On 30 Aug 2009, at 10:34, marc.geddes wrote:

>
>
>
> On Aug 30, 7:05 pm, Bruno Marchal <marc...@ulb.ac.be> wrote:
>>
>> This does not make sense.
>
> You said;
>
>> The truth of Gödel sentences are formally trivial.
>> The process of finding out its own Gödel sentence is
> mechanical.
>> The diagonilization is constructive. Gödel's
> proof is constructive. That is what Penrose and Lucas are missing
> (notably).
>
> This contradicts Godel.  The truth of any particular Godel sentence
> cannot be formally determined from within the given particular formal
> system - surely that's what Godel says?

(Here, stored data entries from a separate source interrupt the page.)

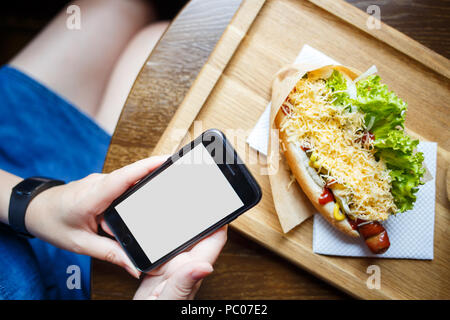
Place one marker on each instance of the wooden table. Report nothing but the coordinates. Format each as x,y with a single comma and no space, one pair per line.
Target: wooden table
244,270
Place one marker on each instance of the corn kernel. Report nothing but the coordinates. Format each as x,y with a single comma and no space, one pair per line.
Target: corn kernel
338,215
317,164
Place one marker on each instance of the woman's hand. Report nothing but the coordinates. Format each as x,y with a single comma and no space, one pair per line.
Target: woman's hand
180,278
68,216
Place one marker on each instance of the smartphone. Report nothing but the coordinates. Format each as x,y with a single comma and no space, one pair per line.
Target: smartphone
195,192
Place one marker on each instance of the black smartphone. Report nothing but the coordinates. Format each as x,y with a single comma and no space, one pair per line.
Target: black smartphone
195,192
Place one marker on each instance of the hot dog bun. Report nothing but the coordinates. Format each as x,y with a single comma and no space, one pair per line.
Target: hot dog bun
298,163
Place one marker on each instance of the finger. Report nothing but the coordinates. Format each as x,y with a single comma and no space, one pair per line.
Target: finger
181,284
195,290
206,250
109,250
105,227
117,182
209,248
150,288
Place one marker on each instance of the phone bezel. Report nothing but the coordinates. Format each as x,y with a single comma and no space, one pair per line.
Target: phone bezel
235,172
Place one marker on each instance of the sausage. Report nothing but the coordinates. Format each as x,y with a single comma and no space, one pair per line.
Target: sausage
375,235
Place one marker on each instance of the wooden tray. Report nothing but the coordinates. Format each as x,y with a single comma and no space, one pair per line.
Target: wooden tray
233,95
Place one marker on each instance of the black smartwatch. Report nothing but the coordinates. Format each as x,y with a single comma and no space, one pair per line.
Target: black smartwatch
21,196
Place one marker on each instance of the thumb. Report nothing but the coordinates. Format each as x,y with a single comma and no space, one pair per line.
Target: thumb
106,249
181,284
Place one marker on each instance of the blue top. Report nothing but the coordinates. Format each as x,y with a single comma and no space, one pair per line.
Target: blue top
42,134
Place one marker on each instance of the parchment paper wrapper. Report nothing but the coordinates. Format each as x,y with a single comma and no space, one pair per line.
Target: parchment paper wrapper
292,205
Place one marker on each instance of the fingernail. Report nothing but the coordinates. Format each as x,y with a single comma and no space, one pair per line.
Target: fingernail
135,273
200,274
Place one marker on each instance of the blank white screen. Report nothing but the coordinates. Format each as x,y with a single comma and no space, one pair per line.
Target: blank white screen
178,204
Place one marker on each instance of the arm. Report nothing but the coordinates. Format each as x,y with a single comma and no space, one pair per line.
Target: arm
7,182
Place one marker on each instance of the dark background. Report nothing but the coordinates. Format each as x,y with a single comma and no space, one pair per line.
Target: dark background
426,21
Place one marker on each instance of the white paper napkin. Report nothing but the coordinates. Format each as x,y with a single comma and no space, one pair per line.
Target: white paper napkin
411,233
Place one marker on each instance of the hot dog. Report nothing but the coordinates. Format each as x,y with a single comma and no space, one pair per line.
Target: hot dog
343,139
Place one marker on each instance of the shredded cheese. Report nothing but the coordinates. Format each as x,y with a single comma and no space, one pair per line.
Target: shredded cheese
335,133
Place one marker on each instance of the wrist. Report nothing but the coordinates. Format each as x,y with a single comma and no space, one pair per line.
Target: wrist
38,210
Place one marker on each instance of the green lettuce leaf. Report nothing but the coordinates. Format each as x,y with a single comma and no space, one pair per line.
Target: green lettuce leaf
385,117
336,82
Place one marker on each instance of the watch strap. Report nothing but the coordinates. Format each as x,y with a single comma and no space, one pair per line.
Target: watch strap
21,196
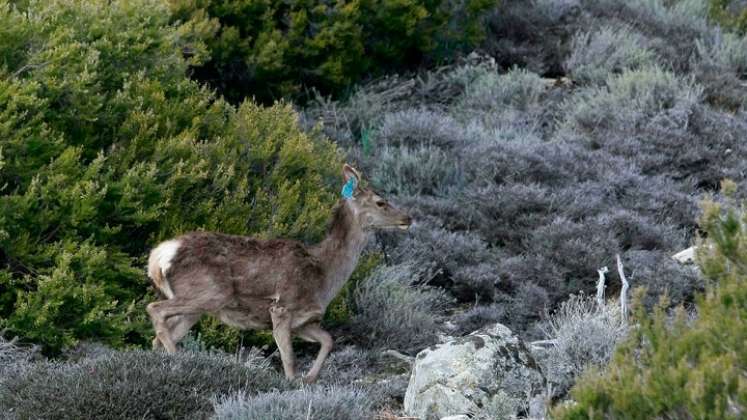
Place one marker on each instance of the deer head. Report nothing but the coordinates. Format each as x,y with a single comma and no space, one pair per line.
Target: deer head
370,210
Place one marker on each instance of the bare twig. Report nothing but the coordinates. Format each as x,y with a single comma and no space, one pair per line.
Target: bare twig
624,291
398,355
600,285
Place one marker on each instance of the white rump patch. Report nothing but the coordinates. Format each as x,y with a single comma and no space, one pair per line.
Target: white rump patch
165,252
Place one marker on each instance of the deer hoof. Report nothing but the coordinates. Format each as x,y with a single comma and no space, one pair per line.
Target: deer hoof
309,379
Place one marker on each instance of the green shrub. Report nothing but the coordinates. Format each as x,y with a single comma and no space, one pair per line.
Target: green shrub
127,385
731,14
675,368
107,148
271,49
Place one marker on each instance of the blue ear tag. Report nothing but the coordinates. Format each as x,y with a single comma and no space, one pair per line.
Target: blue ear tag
349,188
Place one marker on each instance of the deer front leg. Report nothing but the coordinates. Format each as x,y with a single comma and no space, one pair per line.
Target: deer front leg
314,332
281,332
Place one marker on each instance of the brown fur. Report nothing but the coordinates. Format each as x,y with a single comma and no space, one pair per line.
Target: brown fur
277,284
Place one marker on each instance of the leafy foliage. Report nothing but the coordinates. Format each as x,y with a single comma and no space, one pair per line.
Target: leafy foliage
731,14
108,148
137,384
273,49
673,366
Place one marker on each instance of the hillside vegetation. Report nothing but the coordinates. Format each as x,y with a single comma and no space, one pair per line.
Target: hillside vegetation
531,141
107,148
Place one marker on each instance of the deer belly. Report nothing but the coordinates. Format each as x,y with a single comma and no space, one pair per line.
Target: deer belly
245,319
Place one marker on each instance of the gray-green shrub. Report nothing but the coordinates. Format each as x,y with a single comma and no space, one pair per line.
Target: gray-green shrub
308,403
133,384
392,311
597,54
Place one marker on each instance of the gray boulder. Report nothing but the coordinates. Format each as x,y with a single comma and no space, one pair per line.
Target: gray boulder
488,373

Not at all. Most theories can formally determined their Gödel  
sentences, and even bet on them.
They can use them to transform themselves into more powerful, with  
respect to probability, machines, inheriting new Gödel sentences, and  
they can iterate this in the constructive transfinite. A very nice  
book is the "inexhaustibility" by Torkel Franzen.

Machine can determined their Gödel sentences. They cannot prove them,  
but proving is not the only way to know the truth of a proposition.  
The fact that G* is decidable shows that a very big set of unprovable  
but true sentences can be find by the self-infering machine. The  
machine can prove that if those sentences are true, she cannot prove  
them, and she can know, every day, that they don't have a proof of  
them. They can instinctively believe in some of them, and they can be  
aware of some necessity of believing in some other lately.


>
> The points are addressed in ‘Shadows of The Mind’ (Section 2.6,
> Q6).

Hmm...


>
> The point of Penrose/Lucs is that you can only formally determine the
> Godel sentence of a given system from *outside* that system.

The cute thing is that you can find them by inside. You just can prove  
them, unless you take them as new axiom, but then you are another  
machine and get some new Godel sentences. Machines can infer that some  
arithmetical sentences are "interesting question only". The machine  
can see the mystery, when she looks deep enough herself.

I would say it is very well known, by all logicians, that Penrose and  
Lucas reasoning are non valid. A good recent book is Torkel Franzen  
"Use and abuse of Gödel's theorem".
Another "classic" is Judson Webb's book.
Ten years before Gödel (and thus 16 years before Church, Turing, ...)  
Emil Post has dicovered Church thesis, its consequences in term of  
absolutely insoluble problem and relatively undecidable sentences, and  
the Gödelian argument against mechanism, and the main error in those  
type of argument. Judson Webb has seen the double razor edge feature  
of such argument. If you make them rigorous, they flash back and you  
help the machines to make their points.


> We
> cannot determine *our own* Godel sentences formally,

We can, and this at each level of substitution we would choose. But  
higher third person level exists also (higher than the substitution  
level) and are close to philosophical paradoxes.

AUDA comes from the fact that ,not only machine can determined and  
study their Gödel sentences, but they can study how those sentences  
determined different geometries according to the points of view which  
is taken (cf the eight arithmetical hypostases in AUDA).